November 09, 2012
Experimental Malaria Vaccine Falls Short
The world's first experimental malaria vaccine produced disappointing results in a large-scale test among African infants, raising questions about its potential for fighting the disease.
The vaccine, promoted as a new weapon in the malaria fight, reduced the risk of malaria by only 30 percent. The study involved more than 6,500 babies aged six to 12 weeks.
The results, released Friday, showed the vaccine providing less than half the protection it did in a previous smaller trial involving infants. The report said the "modest protection" the vaccine, which is also known as RTS,S or Mosquirix, has been provided in this latest trial was also lower than the 50 percent reported last year among older children.
Dr. Jennifer Cohn, a doctor with Doctors Without Borders, told the Associated Press that the vaccine’s effectiveness was “unacceptably low.”
Vaccinating babies is seen as a more cost effective way of battling the disease since it could be added to the regimen of other infant vaccinations.

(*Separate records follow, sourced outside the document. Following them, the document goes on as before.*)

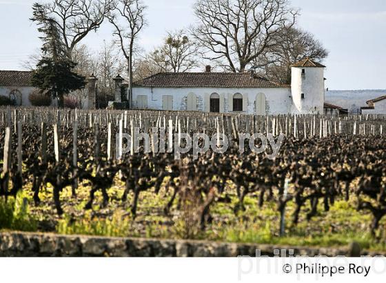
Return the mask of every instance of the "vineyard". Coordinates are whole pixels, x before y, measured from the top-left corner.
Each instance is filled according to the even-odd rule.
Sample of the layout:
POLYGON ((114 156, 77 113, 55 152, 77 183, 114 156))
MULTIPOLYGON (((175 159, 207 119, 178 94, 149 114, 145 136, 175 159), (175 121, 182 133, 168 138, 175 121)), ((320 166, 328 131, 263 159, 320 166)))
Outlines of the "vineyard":
POLYGON ((0 109, 0 228, 386 250, 385 126, 381 115, 0 109), (145 140, 122 153, 134 128, 150 153, 145 140), (176 159, 182 133, 223 133, 229 148, 176 159), (269 159, 270 147, 240 153, 242 133, 285 137, 269 159))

Billionaire Microsoft founder and philanthropist Bill Gates, whose foundation is helping fund the vaccine, said the effectiveness rate came back lower than hoped.
But the top British drug manufacturer developing the vaccine, GlaxoSmithKline (GSK), will continue its efforts. Chief executive Andrew Witty said the drugmaker remains convinced the vaccine has a role to play in tackling malaria.
“We’ve been at this for 30 years, and we’re certainly not going to give up now, he said during a conference call with reporters.
The company, which has invested $300 million in the drug, does not expect to profit from the drug, which will be sold only in poor countries.
“The results look bad now, but they will probably be worse later,” said Adrian Hill of Oxford University to the Associated Press.
The results were released during a conference in South Africa Friday as part of a continuing study that will end in 2014.
The World Health Organization estimates that more than 650,000 people die from the mosquito-borne illness each year. The vast majority are children in sub-Saharan Africa.